Le lendemain de notre arrivée, le temps est radieux. On en profite pour faire un tour à ski au Thompson Pass et on laisse encore un jour le froid faire son travail. En randonnant on découvre comment les locaux occupent leur temps libre. En fait ce que l’on fait en ski, eux le font en motoneige, malade!!!
Et pour une fois, notre plan fonctionne! La glace se forme à une vitesse folle. Les cascades grossissent à vue d’oeil. Enfin on va pouvoir grimper pour de vrai! Reste un détail à régler. Comment traverser la rivière pour accéder à la glace? Forts de notre expérience canadienne, on achète des sacs poubelle, en nous disant que ça fera l’affaire!
Le lendemain, on attaque. On traverse un petit bras de rivière avec notre accoutrement d’éboueur mais ensuite les choses se corsent. Le courant augmente tout comme la profondeur de l’eau. Heureusement j’ouvre les yeux et aperçoit une corde fixe, tendue au-dessus du cours d’eau! Cette fois la chance est avec nous! Ça doit être solide, aller, on essaie. Et en effet on arrive à traverser. À nous ces belles cascades. On commencera par Bridveil Falls, suivi de Onion direct et encore Keystone Greensteps.
Trois lignes majeures. Pouvoir les grimper seuls et être les premiers de la saison, voilà la raison de toutes ces aventures! Pendant cette semaine les conditions ont été exceptionnelles, la glace poussait à une vitesse incroyable tout en restant « sorbet », un rêve!
Merci à Ryan Sims pour avoir installer cette corde il y a quelques années déjà. Sans lui, pas de glace. Merci également à Auguste Franzen qui avec Ryan ont équipé la première longueur en mixte de Onion Direct. Ligne en super conditions cette année.
La neige arrivant, nous décidons de revenir sur Palmer avant d’être bloquer par la neige à Valdez.
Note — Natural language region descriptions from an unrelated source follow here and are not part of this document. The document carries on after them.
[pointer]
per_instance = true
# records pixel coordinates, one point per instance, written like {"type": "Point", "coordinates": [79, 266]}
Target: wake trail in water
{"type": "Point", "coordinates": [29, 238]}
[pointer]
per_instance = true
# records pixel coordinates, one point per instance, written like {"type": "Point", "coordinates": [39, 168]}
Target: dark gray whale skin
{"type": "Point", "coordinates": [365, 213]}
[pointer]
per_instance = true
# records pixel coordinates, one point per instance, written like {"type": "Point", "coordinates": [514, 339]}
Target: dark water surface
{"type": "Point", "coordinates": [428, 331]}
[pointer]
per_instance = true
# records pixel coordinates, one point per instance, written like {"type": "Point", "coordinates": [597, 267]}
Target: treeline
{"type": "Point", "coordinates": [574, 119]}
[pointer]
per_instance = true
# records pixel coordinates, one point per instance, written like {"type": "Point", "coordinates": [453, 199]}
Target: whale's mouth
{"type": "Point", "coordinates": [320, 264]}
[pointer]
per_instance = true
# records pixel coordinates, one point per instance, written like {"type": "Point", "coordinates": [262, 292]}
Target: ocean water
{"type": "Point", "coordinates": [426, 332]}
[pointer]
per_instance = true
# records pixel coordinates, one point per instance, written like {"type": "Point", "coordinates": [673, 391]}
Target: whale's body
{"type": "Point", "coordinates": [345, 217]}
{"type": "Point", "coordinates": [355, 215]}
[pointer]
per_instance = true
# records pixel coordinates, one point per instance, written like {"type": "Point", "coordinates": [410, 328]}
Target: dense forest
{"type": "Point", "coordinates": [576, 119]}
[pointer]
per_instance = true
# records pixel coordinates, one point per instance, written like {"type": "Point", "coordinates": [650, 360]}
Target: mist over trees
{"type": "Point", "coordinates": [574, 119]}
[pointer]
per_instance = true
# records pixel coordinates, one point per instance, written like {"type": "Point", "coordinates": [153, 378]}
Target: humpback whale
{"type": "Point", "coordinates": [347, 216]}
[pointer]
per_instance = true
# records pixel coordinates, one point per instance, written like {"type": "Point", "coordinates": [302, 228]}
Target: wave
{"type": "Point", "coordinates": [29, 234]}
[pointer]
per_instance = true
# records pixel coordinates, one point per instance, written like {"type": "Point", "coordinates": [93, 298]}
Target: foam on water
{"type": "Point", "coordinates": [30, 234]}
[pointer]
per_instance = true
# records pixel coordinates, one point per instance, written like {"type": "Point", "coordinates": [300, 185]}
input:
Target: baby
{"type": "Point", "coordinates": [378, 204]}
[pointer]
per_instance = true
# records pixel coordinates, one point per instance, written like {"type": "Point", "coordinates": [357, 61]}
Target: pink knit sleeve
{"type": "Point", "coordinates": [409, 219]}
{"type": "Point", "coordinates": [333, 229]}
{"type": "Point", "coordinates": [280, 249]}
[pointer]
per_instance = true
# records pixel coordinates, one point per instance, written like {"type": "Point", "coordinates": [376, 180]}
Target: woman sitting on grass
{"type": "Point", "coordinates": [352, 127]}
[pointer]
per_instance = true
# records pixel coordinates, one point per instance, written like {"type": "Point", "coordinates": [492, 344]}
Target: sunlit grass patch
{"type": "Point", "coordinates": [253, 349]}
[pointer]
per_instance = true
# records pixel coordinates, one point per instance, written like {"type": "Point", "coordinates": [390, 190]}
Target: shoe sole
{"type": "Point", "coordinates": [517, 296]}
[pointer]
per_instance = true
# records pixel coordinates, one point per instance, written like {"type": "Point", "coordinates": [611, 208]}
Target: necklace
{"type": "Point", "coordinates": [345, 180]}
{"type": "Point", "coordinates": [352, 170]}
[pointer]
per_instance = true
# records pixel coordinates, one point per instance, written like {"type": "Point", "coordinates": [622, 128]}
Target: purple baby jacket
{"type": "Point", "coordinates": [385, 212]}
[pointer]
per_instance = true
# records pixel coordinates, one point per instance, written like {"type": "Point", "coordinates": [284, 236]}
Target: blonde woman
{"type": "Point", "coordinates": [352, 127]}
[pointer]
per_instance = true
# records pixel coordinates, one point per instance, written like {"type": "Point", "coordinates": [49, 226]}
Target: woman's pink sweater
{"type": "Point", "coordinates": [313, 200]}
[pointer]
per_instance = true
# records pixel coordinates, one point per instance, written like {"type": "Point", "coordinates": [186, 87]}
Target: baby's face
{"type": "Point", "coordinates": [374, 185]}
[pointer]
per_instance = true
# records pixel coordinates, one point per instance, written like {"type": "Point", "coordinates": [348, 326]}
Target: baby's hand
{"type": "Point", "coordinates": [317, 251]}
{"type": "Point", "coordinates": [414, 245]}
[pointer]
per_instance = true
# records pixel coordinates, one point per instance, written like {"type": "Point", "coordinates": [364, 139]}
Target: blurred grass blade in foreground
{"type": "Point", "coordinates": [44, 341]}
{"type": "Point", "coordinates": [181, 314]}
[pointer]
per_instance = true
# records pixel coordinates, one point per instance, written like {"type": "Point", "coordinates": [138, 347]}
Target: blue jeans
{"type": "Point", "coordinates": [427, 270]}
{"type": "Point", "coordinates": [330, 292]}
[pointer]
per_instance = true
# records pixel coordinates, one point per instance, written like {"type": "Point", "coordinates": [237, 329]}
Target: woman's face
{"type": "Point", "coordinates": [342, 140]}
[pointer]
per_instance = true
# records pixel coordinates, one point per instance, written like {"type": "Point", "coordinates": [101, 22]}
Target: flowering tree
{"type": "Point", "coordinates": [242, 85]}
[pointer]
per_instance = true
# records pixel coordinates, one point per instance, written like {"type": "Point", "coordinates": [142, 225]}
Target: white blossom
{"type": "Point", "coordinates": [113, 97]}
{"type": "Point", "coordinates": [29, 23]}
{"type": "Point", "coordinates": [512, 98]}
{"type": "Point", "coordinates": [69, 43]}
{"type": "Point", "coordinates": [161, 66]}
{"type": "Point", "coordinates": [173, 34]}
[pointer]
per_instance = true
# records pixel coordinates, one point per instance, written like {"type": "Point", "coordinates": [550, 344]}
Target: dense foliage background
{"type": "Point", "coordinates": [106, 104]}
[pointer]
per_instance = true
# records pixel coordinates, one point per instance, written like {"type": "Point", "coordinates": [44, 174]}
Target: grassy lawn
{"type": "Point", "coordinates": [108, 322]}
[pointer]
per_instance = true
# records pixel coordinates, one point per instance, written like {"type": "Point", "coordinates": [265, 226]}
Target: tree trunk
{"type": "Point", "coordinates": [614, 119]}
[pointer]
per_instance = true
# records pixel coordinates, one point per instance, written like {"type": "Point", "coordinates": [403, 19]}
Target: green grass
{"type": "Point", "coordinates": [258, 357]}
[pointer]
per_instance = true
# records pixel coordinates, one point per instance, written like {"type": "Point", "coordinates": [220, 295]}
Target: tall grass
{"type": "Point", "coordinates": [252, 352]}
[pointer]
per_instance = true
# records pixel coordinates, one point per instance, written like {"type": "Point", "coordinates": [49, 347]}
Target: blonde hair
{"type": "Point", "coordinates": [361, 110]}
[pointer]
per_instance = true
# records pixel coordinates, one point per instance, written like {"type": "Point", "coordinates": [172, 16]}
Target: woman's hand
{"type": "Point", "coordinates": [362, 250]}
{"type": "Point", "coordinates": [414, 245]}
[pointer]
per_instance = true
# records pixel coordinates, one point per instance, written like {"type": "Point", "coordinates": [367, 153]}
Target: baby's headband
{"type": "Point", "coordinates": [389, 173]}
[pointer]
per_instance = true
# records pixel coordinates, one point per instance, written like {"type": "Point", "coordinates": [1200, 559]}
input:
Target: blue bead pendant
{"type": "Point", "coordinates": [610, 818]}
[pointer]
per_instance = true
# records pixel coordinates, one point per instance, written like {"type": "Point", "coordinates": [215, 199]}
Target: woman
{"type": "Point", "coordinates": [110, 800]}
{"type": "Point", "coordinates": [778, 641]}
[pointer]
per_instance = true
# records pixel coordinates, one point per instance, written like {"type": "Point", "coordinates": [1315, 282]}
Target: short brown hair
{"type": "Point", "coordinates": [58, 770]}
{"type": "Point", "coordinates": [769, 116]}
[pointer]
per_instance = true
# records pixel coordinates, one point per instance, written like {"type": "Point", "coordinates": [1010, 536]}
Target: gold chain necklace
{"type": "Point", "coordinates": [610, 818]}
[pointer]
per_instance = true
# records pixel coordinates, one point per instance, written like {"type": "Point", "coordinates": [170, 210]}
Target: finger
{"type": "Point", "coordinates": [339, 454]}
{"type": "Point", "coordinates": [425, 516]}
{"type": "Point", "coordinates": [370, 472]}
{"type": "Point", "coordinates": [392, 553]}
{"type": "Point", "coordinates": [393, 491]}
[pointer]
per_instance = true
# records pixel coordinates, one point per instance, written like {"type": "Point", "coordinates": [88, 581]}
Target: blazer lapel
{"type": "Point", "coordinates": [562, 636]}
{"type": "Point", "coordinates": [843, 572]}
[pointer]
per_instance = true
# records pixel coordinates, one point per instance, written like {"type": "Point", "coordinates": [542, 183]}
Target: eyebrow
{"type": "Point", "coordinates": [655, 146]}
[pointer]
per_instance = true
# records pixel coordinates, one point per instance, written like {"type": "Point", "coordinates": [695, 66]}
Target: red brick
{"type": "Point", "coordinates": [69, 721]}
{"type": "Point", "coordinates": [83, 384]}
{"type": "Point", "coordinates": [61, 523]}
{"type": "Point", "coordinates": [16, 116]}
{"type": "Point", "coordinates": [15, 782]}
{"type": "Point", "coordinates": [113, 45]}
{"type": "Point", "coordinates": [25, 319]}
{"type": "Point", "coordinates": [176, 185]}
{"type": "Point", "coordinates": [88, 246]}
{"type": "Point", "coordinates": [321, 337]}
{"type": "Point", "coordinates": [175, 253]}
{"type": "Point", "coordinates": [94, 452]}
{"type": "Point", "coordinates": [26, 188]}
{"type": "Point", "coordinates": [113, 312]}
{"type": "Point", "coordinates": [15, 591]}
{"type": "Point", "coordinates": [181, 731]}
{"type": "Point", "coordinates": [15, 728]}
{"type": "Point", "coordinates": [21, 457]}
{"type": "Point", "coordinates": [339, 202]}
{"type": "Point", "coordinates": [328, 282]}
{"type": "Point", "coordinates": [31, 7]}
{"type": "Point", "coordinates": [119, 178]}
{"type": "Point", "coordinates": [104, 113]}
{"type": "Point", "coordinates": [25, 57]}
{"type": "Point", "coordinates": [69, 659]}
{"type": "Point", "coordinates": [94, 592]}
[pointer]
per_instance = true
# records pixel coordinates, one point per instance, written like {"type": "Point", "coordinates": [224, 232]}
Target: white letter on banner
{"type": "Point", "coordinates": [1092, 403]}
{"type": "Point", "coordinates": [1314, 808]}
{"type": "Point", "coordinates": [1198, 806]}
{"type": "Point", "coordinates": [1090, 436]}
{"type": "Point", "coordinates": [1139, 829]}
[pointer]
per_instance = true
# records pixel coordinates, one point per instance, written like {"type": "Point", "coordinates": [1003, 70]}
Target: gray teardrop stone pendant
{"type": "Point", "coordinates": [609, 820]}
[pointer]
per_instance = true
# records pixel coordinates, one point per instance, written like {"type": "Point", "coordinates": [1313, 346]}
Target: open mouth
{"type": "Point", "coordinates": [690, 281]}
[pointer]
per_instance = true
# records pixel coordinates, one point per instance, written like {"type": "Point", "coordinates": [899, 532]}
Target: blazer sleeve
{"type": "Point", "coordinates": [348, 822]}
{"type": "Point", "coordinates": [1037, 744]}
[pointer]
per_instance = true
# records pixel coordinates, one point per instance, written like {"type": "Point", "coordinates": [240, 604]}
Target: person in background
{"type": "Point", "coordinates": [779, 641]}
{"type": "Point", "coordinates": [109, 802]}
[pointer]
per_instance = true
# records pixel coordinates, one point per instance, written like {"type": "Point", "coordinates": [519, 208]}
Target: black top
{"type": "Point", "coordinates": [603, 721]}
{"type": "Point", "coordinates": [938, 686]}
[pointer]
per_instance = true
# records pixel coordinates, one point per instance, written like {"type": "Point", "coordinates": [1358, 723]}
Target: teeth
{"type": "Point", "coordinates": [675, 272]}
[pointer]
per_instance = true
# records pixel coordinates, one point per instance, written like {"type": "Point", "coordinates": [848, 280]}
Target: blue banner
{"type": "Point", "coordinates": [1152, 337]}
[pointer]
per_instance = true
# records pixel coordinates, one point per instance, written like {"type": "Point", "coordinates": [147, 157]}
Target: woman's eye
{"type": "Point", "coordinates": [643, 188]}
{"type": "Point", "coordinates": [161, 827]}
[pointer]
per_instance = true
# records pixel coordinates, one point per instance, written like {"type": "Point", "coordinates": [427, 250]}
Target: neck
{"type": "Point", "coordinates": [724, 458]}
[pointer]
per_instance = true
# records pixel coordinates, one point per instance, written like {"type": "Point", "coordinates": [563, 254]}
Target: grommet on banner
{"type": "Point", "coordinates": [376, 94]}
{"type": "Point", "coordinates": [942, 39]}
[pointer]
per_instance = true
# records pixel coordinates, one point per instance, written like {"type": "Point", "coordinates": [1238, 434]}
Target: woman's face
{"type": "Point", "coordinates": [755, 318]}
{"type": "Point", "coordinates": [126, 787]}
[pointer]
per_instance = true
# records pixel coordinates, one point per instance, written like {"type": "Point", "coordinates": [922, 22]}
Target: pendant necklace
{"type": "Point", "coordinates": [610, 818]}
Sur le chemin du retour nous avons pu grimper un joli cigare qui donne la mesure de la vitesse de la formation de la glace durant une semaine.
Palmer est une petite ville de 6000 habitants. Elle est idéalement située pour beaucoup d’activités outdoor. Après une semaine de glace facile d’accès on repart pour quelques tentatives d’explorations plus hasardeuses. Malheureusement les rivières ne sont pas encore assez bien gelées. On décide quand même d’aller voir du côté de Knick Glacier.
L’accès classique se fait plus tard dans la saison lorsque la rivière et le lac glaciaire sont complètement gelés. Mais nous aimons, l’aventure donc nous partons vers l’inconnu à bord de notre buggy grand luxe! À bord le matériel de glace, un bateau pneumatique, des donuts et le chauffage. Avec ça, on ira jusqu’au bout du monde!
Après deux heures de piste, de gouilles pas trop gelées, de petites frayeurs, de gonfles de neige et tout ça sous la neige, on arrive enfin au bord de la rivière, en effet pas gelée. Mais pas de soucis, on gonfle le bateau pneumatique et on continue. La traversée se passe sans problème. Puis on commence à marcher. Le lac a bien gelé mais en couches successives. Parfois ça tient, parfois pas. Entre deux il y a un peu d’eau… On aperçoit de la glace, ouf. En fait c’est bien humide et pas très long…
La ligne est un peu courte, on décide d’aller voir plus loin. Après deux heures de marche, les pieds humides, on arrive sur le glacier. Toutes les lignes que nous avons aperçues n’étaient malheureusement pas vraiment en conditions. J’organise une moulinette bien déversante dans un sérac et on finit quand même par tirer sur les bras. Ça fait un sacré micmac pour si peu de glace mais l’aventure est unique et c’est aussi ce genre d’expérience qu’il faut aimer dans les voyages. Le retour en buggy est épique. On reste coincé une heure à creuser sous notre bolide qui s’est posé sur un tas de neige.
La date du retour approche. On va donc essayer d’assurer le coup pour faire un peu de glace. Nous retournons sur la route qui mène à Valdez dans Cariboo Creek. Dans ce coin il fait bien plus froid et tout au fond de la vallée il devrait y avoir quelques jolies lignes.
Deux heures quarante d’approche en faisant le trace, la rivière est bien gelée et recouverte de 20 centimètres de neige froide et ultralégère. Un plaisir de tracer! Par contre le froid est mordant, il doit faire moins 20°. On grimpe en doudoune et gros gants. Les débattues sont intenses et la glace cassante mais nous sommes heureux et bien fatigués!
Encore un jour de ski magique du côté de Hatcher Pass. Le soleil très bas toute la journée donne l’impression de skier au coucher du soleil avec des couleurs magiques. La neige est légère, pas de traces de vent, un régal. Nous finissons notre trip de très jolie façon!
Encore une fois, merci à Giuliano pour ta confiance et vivement la suite!